But it still get outperformed...
But it still gets outpeformed by CK?
In your dreams perhaps? When
In your dreams perhaps? When you compare the two make sure to compare SD vs. CFS and NOT the CK patchset vs. CFS.
Why?
Why?
CK has many other changes
CK has many other changes that will affect scheduler performance. To make a fair comparison between schedulers, you need to change only the scheduler.

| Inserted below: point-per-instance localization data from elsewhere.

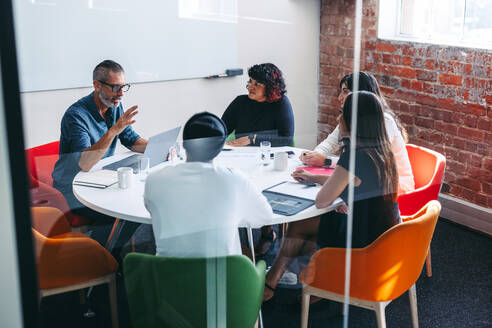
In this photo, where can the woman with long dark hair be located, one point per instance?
(265, 113)
(376, 185)
(327, 151)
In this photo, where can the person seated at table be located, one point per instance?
(89, 132)
(197, 207)
(375, 190)
(325, 154)
(265, 113)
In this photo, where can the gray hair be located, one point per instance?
(101, 71)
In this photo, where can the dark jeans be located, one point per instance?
(102, 226)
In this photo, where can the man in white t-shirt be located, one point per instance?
(196, 207)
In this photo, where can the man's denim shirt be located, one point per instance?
(81, 127)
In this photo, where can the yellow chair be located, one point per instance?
(380, 272)
(69, 261)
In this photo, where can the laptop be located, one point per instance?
(289, 198)
(156, 150)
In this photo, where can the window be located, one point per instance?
(453, 22)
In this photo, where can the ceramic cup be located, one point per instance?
(125, 177)
(280, 161)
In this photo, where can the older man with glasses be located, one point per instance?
(89, 132)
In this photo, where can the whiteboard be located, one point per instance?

what are the other changes
sorry for beeing lazy, but what are the other changes?
Show us the benchmarks
I'm sure you're not really a troll, but it does make you look like one by making such claims without proof.
Benchmarks
http://kerneltrap.org/Linux/Additional_CFS_Benchmarks
http://kerneltrap.org/node/14023
http://kerneltrap.org/Linux/Benchmarking_CFS
In benchmarks that we've seen, CFS got outscheduled by SD.
those benchmarks are out of date
Those benchmarks are not comparing the current version of CFS to SD, so they are worthless.
Backport to 2.6.22
Is there any indication of a backport to the 2.6.22 series? Would be nice to compare how they stand.
why don't you upgrade to 2.6.23.1?
why don't you upgrade to 2.6.23.1?
I'm not the one you were
I'm not the one you were asking this, but, as an example, I'm not upgrading to 2.6.23.1 because it completely freezes at boot, every time, it's copletely reproducible, but I can't get any information, because it's really too early to get any feedback.I've filed a bug on the lkml,but it got ignored,so i'll just use 2.6.22 and wait for 2.6.24.
Bug#?
Bug#?
Negative progress
I agree. I wouldn't touch 2.6.23 with a 10 foot pole. It is discouraging sometimes to see the kernel make negative progress. Perhaps we need to go back to multibranch development.
Do you have a link to the
Do you have a link to the lkml report? Sounds like a serious regression.
Because problems reported
Because problems reported and regressions on 2.6.23, and also some fs tools I use were not ported to the new version (squashfs, for example - now it runs). I also usually wait until a big distro embraces a version to fall for it.